Nos deslocamos até o "Schloss Romrod" (Castelo de Romrod), onde a convenção já estava recebendo os primeiros participantes para o credenciamento. Fui lá, busquei minha sacola. Era um bom pacote de boas vindas: uma garrafa para água, um copo de vidro para as cervejas, uma amostra de lúpulo de uma marca alemã, adesivos e algumas propagandas também, claro. Enquanto não vi ninguém assim muito oferecendo sua cerveja, resolvi ir ao bar e comprar uma para abrir os trabalhos. Haviam umas cinco ou seis torneiras em um barracão montado no interior das muralhas do castelo, e mais uma geladeira/frigorífico cheio de garrafas. Mas como havia uma "Rauchbier" (significa exatamente cerveja defumada), as outras não tiveram hipótese.

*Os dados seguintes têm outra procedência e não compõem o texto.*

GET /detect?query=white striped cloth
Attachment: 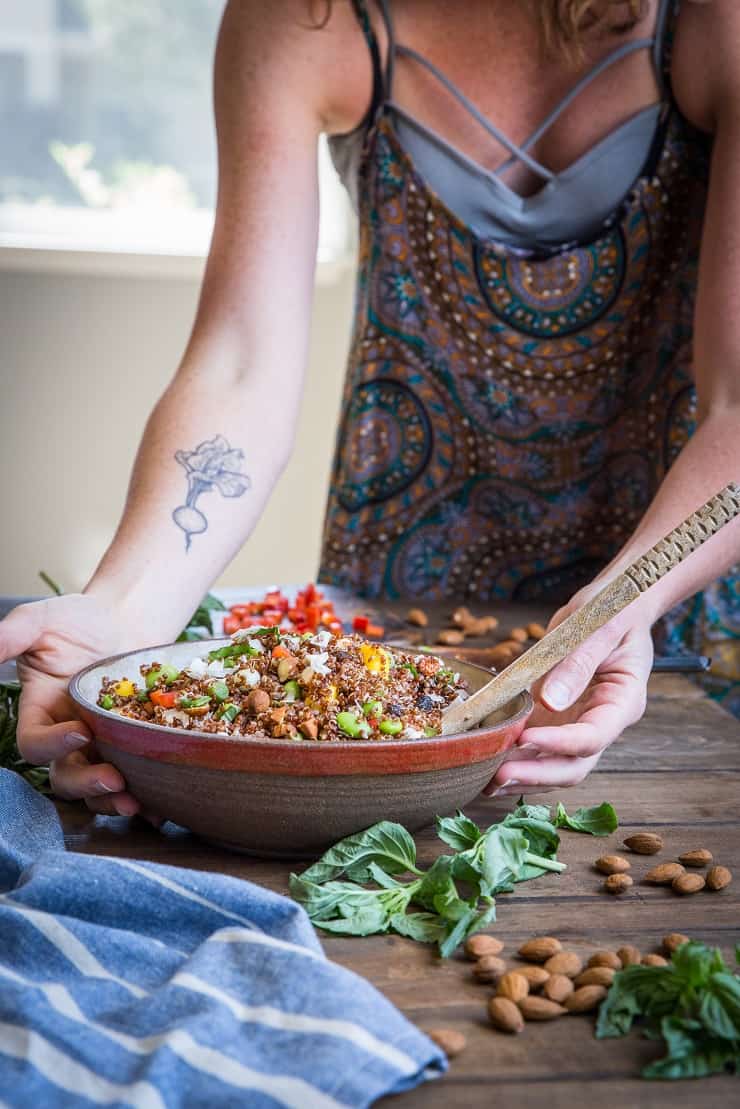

Comecei com essa "Weiherer Rauch" e andei explorando os cantos da casa.
Abrindo os trabalhos da "Heimbrau Convention" no Castelo de Romrod (esquerda). Planilhas de avaliação de cerveja do exame do BJCP (centro). Memorável degustação de "Piwo Grodziskie" durante a convenção (direita).
Era um lugar muito peculiar. Entravas na torre do castelo e começavas a subir as escadas em caracol, e a cada andar uma sala se abre com uma variedade incrível de coisas acontecendo. E conforme a noite foi adentrando, mais eventos iam começando. E finalmente, havia cerveja sendo oferecida em quase todos os cantos do castelo. Mas, se vocês bem lembram, meu dia tinha começado cedo e não tinha sido fácil. Por isso, lá pelas 21h o cansaço começou a bater, mas os "transfers" só começavam a funcionar no percurso contrário a partir das 22h20. Essa uma hora foi bem longa haha ainda degustei mais uma cerveja aqui e ali, e com o cair da noite a temperatura também caiu, aumentando a vontade de estar deitado debaixo das cobertas (sim, estou velho!).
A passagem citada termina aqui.